Changelog#

All notable changes to this project will be documented in this file.

The format is based on Keep a Changelog, and this project adheres to Semantic Versioning.

[0.1.6]#

Performance#

  • New internal use of numpy.ndarray for indexing means the small chunk sizes (i.e., perfect random sampling) is much more performant.

Docs#

  • New docs including a logo!

[0.1.5]#

Fixed#

  • Handle indexers for indices and data separately because their underlying chunking can differ

[0.1.4]#

Performance#

  • Preallocate buffers for in-memory handling. concat_strategy argument no longer has any affect as the new strategy is as memory efficient and as fast as both strategies.

Features#

  • Added groupby support to annbatch.DatasetCollection.add_adatas() to group observations per dataset before writing collections. When appending to an existing on-disk collection, groupby columns must already exist and categorical categories must be identical to those on-disk.

[0.1.3]#

Features#

Breaking#

[0.1.2]#

Fixed#

  • To handle torch>=2.11 + cupy-cuda12x, because torch installs cuda13 by default from this version onwards, we now install cupy-cuda12x[ctk] to ensure the cuda version used matches that of cupy. For information on this change see the cupy docs.

[0.1.1]#

Fixed#

  • Exclude torch 2.11 on account of https://github.com/cupy/cupy/issues/9827

[0.1.0]#

Breaking#

Fixed#

Features#

  • shard_size in annbatch.DatasetCollection.add_adatas() and shard_size in annbatch.write_sharded() now accept a human-readable size string (e.g. '1GB', '512MB') in addition to an integer number of observations. When a string is provided, the observation count is derived independently for each array element from its uncompressed bytes-per-row so that every shard stays close to the target size.

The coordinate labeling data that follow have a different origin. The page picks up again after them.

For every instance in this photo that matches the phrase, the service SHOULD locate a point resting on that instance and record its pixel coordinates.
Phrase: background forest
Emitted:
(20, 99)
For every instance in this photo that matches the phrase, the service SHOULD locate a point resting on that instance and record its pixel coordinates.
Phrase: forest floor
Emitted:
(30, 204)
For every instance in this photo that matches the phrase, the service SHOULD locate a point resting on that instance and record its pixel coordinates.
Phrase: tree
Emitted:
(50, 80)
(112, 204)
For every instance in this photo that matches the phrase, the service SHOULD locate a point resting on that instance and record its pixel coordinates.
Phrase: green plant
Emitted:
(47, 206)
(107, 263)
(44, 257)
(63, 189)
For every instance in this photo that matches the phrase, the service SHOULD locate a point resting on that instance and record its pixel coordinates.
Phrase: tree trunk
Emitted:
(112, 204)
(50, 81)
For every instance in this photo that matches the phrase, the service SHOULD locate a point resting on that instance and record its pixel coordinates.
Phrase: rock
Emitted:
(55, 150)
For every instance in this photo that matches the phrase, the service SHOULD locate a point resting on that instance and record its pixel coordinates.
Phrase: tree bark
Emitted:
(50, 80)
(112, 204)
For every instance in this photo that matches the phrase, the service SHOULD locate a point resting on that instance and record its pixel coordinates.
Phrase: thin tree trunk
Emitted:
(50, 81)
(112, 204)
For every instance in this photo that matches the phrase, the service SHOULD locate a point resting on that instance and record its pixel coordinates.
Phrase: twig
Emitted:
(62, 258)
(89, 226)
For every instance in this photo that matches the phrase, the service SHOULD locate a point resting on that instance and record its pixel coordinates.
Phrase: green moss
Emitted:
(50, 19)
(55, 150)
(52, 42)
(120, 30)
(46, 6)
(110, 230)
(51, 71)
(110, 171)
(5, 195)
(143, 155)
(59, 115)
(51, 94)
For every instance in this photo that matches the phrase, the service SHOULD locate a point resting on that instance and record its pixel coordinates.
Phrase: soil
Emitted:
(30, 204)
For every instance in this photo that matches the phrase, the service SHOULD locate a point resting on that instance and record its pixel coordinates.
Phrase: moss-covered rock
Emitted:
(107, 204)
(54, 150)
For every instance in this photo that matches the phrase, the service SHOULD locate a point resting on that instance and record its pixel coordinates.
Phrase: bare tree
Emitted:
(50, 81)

  • dataset_size in annbatch.DatasetCollection.add_adatas() now accepts a human-readable size string (e.g. '20GB', '512MB') in addition to an integer number of observations. When a string is provided, the per-row byte size is estimated from the on-disk metadata of the input datasets during validation and used to derive the observation count. The default has changed from 2_097_152 to '20GB'.

[0.0.8]#

  • Loader acccepts an rng argument now

[0.0.7]#

[0.0.6]#

  • Don’t concatenate all i/o-ed chunks in-memory, instead yielding from individual chunks as though they were concatenated (i.e., not abreaking hcange with the annbatch.abc.Sampler API). Should improve memory performance especially for dense data

[0.0.5]#

  • Fix bug with bringing the nullable/categorical columns into memory by default

Breaking#

  • Now annbatch.Loader expects preload_nchunks * chunk_size % batch_size == 0 for simplification and efficiency.

Added#

[0.0.4]#

  • Load into memory nullables/categoricals from obs by default when shuffling (i.e., no custom load_adata argument to annbatch.DatasetCollection.add_adatas)

[0.0.3]#

Breaking#

  • Revert h5ad shuffling into one big store (i.e., go back to sharding into individual files) and add warning that h5ad is not fully supported by annbatch. is_collection_h5ad argument to initialization of annbatch.DatasetCollection must be passed when initializing into to use a preshuffled collection of h5ad files, reading or writing.

  • Renamed annbatch.types.LoaderOutput ["labels"] and ["data"] to ["obs"] and ["X"] respectively.

[0.0.2]#

Breaking#

  • ZarrSparseDataset and ZarrDenseDataset have been conslidated into annbatch.Loader

  • create_anndata_collection and add_to_collection have been moved into the annbatch.DatasetCollection.add_adatas method

  • Default reading of input data is now fully lazy in annbatch.DatasetCollection.add_adatas, and therefore the shuffle process may now be slower although have better memory properties. Use load_adata argument in annbatch.DatasetCollection.add_adatas to customize this behavior.

  • Files shuffled under the old create_anndata_collection will not be recognized by annbatch.DatasetCollection and therefore are not usable with the new annbatch.Loader.use_collection API. At the moment, the file metadata we maintain is only for internal purposes - however, if you wish to migrate to be able to use annbatch.DatasetCollection in conjunction with annbatch.Loader.use_collection, the root folder of the old collection must have attrs {"encoding-type": "annbatch-preshuffled", "encoding-version": "0.1.0"} and be a zarr.Group. The subfolders (i.e., datasets) must be called dataset_([0-9]*). Otherwise you can use the annbatch.DatasetCollection.add_adatas as before.

Changed#

  • preload_to_gpu now depends on whether cupy is installed instead of defaulting to True

[0.0.1]#

Added#

  • First release